DES INCERTITUDES INTERNATIONALES
"Avant la fin de l'année, la Commission présentera des initiatives pour renforcer le rôle international de l'euro", a dit M. Juncker, envoyant un signal clair sur la détermination de l'UE à soutenir sa monnaie.
Malgré une reprise longue et difficile après la crise financière mondiale en 2008, ponctuée par des situations de crise auxquelles la Banque centrale européenne (BCE) a dû répondre en urgence en Grèce, en Irlande, en Espagne, au Portugal et en Italie, la zone euro est finalement parvenue à se redresser, en partie grâce à l'engagement de la BCE, dont le président Mario Draghi a promis en juillet 2012 qu'elle était prête à faire "tout ce qui serait nécessaire pour préserver l'euro".
De fait, jusqu'au deuxième trimestre 2018, la zone euro a enregistré cinq années de croissance économique continue avec des progrès sur le marché du travail et des perspectives raisonnablement souriantes de poursuivre ces progrès au cours des prochaines années.
"La BCE devrait relever ses taux d'intérêts l'année prochaine, ce qui contribuera à raffermir l'euro. L'opportunité pour l'euro de renforcer sa position approche", a expliqué Zhao Xueqing, chargée de recherche à l'Institut pour la finance internationale de la Banque de Chine.
Toutefois, des facteurs d'incertitude subsistent, liés principalement à des facteurs internationaux et notamment à la menace de protectionnisme du président des États-Unis Donald Trump, poussant l'UE à rechercher une plus grande indépendance.
"Il est absurde que l'Europe paye 80% de sa facture énergétique, de 300 milliards d'euros par an au total, en dollars alors que 2% seulement de notre énergie provient des États-Unis, a déploré M. Juncker, jugeant également "ridicule" que les entreprises européennes achètent des avions européens en dollars plutôt qu'en euros.
LE RENFORCEMENT DE L'EURO
En termes de part dans la dette internationale, les prêts internationaux, les paiements mondiaux, les réserves de devise et les règlements, l'euro reste incontestablement la deuxième monnaie la plus importante du système monétaire international, selon la 17ème édition de la revue annuelle du rôle international de l'euro publiée par la BCE en juin.

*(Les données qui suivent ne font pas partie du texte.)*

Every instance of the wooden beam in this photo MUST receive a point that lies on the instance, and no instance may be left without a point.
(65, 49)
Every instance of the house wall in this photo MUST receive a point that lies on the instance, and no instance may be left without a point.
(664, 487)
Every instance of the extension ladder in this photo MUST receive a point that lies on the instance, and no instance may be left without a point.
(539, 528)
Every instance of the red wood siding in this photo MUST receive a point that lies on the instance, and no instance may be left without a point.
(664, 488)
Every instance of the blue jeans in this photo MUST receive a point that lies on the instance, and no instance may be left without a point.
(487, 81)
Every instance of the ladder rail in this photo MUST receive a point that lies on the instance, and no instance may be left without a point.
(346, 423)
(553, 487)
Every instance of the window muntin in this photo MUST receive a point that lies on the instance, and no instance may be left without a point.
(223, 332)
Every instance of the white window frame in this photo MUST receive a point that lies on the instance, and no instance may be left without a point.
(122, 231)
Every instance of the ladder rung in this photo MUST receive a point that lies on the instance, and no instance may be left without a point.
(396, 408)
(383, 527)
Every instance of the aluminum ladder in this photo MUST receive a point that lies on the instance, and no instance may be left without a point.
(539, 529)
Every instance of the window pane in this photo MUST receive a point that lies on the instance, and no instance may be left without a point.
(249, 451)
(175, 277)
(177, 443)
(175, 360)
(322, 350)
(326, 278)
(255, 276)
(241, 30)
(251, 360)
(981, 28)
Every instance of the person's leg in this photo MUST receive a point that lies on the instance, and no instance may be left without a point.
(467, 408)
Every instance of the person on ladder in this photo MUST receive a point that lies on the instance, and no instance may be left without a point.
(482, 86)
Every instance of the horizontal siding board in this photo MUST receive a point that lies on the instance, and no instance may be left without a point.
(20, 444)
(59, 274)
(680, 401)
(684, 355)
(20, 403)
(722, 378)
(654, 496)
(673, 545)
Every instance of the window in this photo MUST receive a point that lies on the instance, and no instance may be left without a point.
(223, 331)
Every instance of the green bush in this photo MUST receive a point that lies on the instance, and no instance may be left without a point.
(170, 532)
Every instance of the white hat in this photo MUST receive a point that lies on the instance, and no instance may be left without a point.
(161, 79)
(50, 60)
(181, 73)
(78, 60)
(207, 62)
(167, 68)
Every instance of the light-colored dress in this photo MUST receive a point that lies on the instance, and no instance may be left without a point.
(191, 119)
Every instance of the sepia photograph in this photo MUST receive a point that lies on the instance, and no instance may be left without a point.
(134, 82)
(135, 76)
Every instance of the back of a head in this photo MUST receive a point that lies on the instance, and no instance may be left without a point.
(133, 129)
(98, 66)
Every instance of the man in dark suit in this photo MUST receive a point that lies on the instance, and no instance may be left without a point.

Toutefois, l'écart entre l'euro et le dollar reste très important, et les billets verts représentent ainsi environ 60% des devises internationales du Fonds monétaire international (FMI), contre 20% seulement pour l'euro.
Changer cela nécessitera beaucoup de persévérance et de nombreuses mesures, le fonctionnement de l'Union monétaire européenne restant une priorité. "Nous devons tout d'abord mettre nos affaires en ordre en renforçant et en approfondissant notre Union monétaire européenne, comme nous avons déjà commencé à le faire", a dit M. Juncker
Lors d'une session du Parlement européen en juillet, M. Draghi a également appelé à poursuivre la convergence et l'intégration des différentes économies de la zone euro, notamment en menant à terme l'Union bancaire et en renforçant les mesures de gestion de crise et de protection de la zone euro.
"Aucune de ces mesures n'est possible sans confiance entre les États membres, ce qui nécessite pour les gouvernements nationaux de jouer leur rôle par l'augmentation de la résilience de leur économie et par la modernisation des structures économiques", a souligné M. Draghi.
Ensuite, la mise en place d'un système de paiement européen indépendant du système international existant, le système SWIFT (Society for Worldwide Interbank Financial Telecommunication), sera à l'ordre du jour.
"Nous devons augmenter l'autonomie et la souveraineté de l'Europe en matière économique, commerciale et financière", a déclaré à ce sujet le ministre allemand des Affaires étrangères Heiko Maas le mois dernier à Berlin.
Commentant ce projet de nouveau système de paiement en Europe, Mme Zhao a observé que les risques géopolitiques, tels que les sanctions unilatérales des Etats-Unis à l'encontre de l'Iran, où de nombreuses compagnies européennes sont implantées, poussent les dirigeants européens à se pencher sur l'urgence d'un système indépendant.
"D'un autre côté, avec une nouvelle infrastructure financière, l'euro sera en mesure de bénéficier du Brexit, en relocalisant une part massive des règlements en euro de Londres vers le continent européen", a-t-elle fait remarquer.
Par ailleurs, le renforcement du rôle de l'euro nécessitera également d'autres réformes au sein de l'UE, notamment en termes de synergie fiscale et d'efficacité des communications, selon Mme Zhao.
VERS UN SYSTÈME MONÉTAIRE MULTIPOLAIRE
Les efforts de l'euro pour briser le monopole du dollar n'ont pas nécessairement pour but de prendre sa place, mais l'objectif de l'Europe semble plutôt d'évoluer vers un système monétaire multipolaire, qui serait très apprécié au niveau international.
En fait, la part du dollar dans les réserves internationales s'est réduite depuis cinq trimestres consécutifs face à celles de l'euro, du renminbi chinois (RMB) et de la livre sterling britannique, selon le FMI, une tendance désignée sous le terme de "dédollarisation".
Le RMB bénéficie de son côté d'une reconnaissance internationale croissante puisqu'il a été inclus il y a deux ans dans le panier des droits de tirage spéciaux (DTS) du FMI, et souhaite aussi contribuer à un ordre économique multipolaire.
La BCE et les banques centrales d'Allemagne, de France et d'autres pays ont également ajouté le RMB à leurs réserves de change et réduit en conséquence leurs réserves en dollar.
"Il y aura certainement d'autres opportunités de coopération entre l'euro et le RMB tandis que se poursuit la dédollarisation", a estimé Mme Zhao.